Foto: Divulgação - TV Senado
O Senado Federal aprovou, nesta terça-feira (14), em segundo turno, a Proposta de Emenda à Constituição (PEC) que cria regras para a aposentadoria especial dos agentes comunitários de saúde e dos agentes de combate às endemias. O texto recebeu 73 votos favoráveis, um contrário e uma abstenção. A votação foi realizada após um acordo entre os líderes partidários e anunciada pelo presidente do Senado, Davi Alcolumbre (União-AP). Com a aprovação em dois turnos, a proposta segue agora para promulgação em sessão do Congresso Nacional. A medida garante um regime de aposentadoria especial para as duas categorias, que atuam diretamente na atenção básica à saúde e no combate a doenças em todo o país. Apesar do amplo apoio dos senadores, o governo federal se posicionou contra a proposta. O Ministério da Fazenda estima que a nova regra poderá gerar um impacto de aproximadamente R$ 3 bilhões por ano nas contas públicas, motivo pelo qual a PEC foi classificada pelo Executivo como uma "pauta-bomba". Mesmo com a orientação contrária do governo, a líder da bancada governista no Senado, Teresa Leitão (PT-PE), liberou os parlamentares para votarem de acordo com suas convicções.
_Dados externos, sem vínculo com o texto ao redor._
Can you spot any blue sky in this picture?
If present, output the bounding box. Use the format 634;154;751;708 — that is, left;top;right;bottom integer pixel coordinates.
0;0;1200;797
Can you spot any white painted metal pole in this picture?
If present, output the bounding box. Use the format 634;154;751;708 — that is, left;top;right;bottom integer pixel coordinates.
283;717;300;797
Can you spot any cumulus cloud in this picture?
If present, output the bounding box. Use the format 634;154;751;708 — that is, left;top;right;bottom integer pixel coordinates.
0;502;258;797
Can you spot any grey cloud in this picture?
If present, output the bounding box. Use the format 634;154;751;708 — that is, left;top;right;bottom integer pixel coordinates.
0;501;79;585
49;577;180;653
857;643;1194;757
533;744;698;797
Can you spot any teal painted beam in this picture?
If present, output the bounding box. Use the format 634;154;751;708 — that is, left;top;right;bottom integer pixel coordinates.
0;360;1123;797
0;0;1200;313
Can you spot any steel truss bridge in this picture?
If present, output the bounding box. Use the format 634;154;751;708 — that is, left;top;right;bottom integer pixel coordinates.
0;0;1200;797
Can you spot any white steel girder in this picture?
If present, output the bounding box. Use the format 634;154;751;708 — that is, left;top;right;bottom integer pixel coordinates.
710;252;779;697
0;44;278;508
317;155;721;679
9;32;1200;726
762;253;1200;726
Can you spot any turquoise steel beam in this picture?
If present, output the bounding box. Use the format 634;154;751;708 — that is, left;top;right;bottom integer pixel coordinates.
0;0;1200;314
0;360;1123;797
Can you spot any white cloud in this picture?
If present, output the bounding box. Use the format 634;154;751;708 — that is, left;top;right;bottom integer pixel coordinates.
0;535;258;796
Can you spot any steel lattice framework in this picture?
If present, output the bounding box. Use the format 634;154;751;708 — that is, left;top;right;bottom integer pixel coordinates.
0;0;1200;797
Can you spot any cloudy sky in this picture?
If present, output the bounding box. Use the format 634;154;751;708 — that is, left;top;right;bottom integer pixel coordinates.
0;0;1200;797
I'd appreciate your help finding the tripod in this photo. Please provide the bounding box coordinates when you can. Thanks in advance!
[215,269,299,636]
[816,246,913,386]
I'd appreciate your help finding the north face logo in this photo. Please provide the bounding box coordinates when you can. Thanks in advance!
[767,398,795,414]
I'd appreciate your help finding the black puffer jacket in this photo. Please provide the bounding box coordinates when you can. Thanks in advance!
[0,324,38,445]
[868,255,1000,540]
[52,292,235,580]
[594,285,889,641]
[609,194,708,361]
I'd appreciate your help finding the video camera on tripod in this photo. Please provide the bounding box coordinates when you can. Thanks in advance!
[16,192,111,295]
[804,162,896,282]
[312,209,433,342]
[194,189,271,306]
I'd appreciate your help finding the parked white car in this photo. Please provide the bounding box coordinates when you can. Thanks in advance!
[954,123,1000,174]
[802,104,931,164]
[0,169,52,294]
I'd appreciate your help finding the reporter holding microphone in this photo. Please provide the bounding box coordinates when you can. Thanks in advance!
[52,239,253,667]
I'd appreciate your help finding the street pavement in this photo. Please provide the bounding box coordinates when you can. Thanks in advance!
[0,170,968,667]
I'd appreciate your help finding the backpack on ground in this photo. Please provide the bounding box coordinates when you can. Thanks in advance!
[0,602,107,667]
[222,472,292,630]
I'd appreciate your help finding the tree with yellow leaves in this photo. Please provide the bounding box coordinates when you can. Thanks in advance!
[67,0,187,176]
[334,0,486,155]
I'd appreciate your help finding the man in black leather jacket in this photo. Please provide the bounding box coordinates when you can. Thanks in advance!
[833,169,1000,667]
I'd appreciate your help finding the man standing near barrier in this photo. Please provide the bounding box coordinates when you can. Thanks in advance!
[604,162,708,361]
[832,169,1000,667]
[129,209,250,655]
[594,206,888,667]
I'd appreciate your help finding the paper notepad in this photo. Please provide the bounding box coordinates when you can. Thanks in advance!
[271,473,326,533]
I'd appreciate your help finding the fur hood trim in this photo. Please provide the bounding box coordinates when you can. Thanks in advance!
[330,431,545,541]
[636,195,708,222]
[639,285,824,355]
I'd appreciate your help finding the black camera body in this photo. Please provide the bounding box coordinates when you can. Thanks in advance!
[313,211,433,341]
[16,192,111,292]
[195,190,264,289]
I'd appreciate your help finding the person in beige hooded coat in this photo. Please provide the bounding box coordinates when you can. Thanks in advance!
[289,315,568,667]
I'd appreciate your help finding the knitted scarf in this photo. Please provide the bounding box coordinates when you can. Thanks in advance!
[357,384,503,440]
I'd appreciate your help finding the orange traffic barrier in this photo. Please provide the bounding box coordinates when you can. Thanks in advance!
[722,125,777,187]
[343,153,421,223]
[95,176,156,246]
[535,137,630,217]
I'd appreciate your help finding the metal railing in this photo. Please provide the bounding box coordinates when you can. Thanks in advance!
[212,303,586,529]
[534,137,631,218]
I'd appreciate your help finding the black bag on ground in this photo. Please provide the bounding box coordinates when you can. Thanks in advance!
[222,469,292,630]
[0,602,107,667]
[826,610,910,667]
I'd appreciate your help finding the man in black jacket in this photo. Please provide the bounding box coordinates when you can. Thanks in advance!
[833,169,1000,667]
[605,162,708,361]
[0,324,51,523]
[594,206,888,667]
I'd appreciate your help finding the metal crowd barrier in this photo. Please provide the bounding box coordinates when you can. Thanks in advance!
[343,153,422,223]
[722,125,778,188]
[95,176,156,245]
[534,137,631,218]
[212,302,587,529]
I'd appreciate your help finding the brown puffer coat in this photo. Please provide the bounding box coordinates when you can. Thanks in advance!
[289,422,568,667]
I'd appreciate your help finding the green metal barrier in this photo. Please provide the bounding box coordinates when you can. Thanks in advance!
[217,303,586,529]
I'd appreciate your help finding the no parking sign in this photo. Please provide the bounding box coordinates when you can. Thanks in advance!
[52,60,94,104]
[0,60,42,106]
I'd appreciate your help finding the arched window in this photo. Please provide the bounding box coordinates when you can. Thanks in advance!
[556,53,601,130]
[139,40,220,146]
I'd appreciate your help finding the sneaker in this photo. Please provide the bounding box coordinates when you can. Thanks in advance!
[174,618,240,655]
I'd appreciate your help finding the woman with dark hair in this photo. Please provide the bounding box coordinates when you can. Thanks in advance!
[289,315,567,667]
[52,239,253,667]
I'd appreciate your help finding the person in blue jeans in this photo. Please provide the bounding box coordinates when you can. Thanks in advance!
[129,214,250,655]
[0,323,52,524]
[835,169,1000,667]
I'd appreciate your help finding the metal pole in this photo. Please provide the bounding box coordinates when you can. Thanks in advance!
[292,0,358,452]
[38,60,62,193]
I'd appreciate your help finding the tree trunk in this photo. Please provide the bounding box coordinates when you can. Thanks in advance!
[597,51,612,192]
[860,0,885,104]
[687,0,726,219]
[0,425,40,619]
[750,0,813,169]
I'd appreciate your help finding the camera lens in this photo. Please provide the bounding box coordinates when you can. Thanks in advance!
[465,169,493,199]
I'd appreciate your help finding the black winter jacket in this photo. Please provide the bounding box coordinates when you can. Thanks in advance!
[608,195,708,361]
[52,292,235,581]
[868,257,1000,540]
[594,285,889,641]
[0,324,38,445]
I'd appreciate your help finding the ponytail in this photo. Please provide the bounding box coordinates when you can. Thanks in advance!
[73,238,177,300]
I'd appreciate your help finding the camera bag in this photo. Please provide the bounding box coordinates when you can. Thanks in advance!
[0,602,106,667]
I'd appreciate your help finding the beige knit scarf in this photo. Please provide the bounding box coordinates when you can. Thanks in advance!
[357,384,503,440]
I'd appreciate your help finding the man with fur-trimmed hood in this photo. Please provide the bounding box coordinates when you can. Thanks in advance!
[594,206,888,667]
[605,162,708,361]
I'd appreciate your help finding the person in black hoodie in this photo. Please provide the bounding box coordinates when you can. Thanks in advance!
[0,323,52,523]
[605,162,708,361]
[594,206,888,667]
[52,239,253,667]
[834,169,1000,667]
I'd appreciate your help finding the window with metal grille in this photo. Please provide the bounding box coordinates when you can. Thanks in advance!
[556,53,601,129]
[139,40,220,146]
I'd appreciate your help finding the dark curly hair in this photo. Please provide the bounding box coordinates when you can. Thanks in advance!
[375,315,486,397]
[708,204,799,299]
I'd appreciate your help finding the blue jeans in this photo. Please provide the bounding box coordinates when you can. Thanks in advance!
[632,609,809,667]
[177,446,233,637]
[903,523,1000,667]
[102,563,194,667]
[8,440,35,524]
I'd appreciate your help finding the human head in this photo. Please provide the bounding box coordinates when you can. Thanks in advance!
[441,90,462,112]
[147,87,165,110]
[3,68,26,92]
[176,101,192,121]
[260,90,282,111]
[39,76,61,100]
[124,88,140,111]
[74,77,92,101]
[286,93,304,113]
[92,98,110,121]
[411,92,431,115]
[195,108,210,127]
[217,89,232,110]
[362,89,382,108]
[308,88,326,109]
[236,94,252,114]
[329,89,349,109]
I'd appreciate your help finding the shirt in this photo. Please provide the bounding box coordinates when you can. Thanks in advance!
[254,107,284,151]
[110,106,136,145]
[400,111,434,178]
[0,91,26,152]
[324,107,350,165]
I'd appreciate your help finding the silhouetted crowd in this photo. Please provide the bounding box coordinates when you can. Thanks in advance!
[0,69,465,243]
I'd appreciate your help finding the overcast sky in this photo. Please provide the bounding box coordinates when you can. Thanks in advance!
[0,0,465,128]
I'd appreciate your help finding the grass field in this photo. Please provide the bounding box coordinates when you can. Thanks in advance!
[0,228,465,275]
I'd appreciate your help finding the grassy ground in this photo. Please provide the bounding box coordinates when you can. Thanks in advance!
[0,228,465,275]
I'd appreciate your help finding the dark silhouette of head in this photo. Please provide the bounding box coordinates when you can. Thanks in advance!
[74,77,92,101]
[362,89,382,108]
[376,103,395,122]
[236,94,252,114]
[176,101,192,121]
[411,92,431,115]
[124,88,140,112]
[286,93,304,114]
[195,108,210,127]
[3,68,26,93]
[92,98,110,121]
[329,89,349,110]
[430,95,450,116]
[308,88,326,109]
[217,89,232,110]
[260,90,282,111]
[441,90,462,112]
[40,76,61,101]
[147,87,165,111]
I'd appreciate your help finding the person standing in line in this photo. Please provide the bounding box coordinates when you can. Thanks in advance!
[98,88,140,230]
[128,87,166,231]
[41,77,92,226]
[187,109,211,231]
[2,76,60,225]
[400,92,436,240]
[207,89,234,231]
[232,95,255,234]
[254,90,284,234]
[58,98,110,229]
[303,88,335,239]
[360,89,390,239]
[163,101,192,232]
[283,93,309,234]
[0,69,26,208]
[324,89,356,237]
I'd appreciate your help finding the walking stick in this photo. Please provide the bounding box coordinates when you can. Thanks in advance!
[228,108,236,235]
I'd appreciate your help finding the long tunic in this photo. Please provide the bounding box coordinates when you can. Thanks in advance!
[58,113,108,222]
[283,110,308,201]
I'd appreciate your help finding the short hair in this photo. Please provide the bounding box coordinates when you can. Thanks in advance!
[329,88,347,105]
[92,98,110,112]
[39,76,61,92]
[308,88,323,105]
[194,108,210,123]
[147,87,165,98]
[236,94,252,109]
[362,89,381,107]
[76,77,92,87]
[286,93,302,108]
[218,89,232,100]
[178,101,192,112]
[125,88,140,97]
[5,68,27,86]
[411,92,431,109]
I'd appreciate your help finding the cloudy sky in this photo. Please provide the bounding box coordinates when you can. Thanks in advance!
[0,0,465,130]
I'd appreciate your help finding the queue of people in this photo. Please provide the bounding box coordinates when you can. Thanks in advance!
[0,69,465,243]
Ela foi a única senadora a registrar voto contrário à proposta. A sessão foi acompanhada por dezenas de agentes comunitários de saúde e agentes de combate às endemias que lotaram as galerias do Senado. Após a confirmação do resultado, os profissionais comemoraram a aprovação da PEC, considerada uma reivindicação histórica das categorias. Com a promulgação, a nova regra passará a integrar a Constituição Federal, assegurando tratamento previdenciário diferenciado aos agentes comunitários de saúde e de combate às endemias.
Senado pode votar PEC que cria aposentadoria especial para agentes de saúde e endemias
Texto também regulariza vínculos e veta contratações temporárias; impacto estimado é de R$ 30 bilhões em dez anos.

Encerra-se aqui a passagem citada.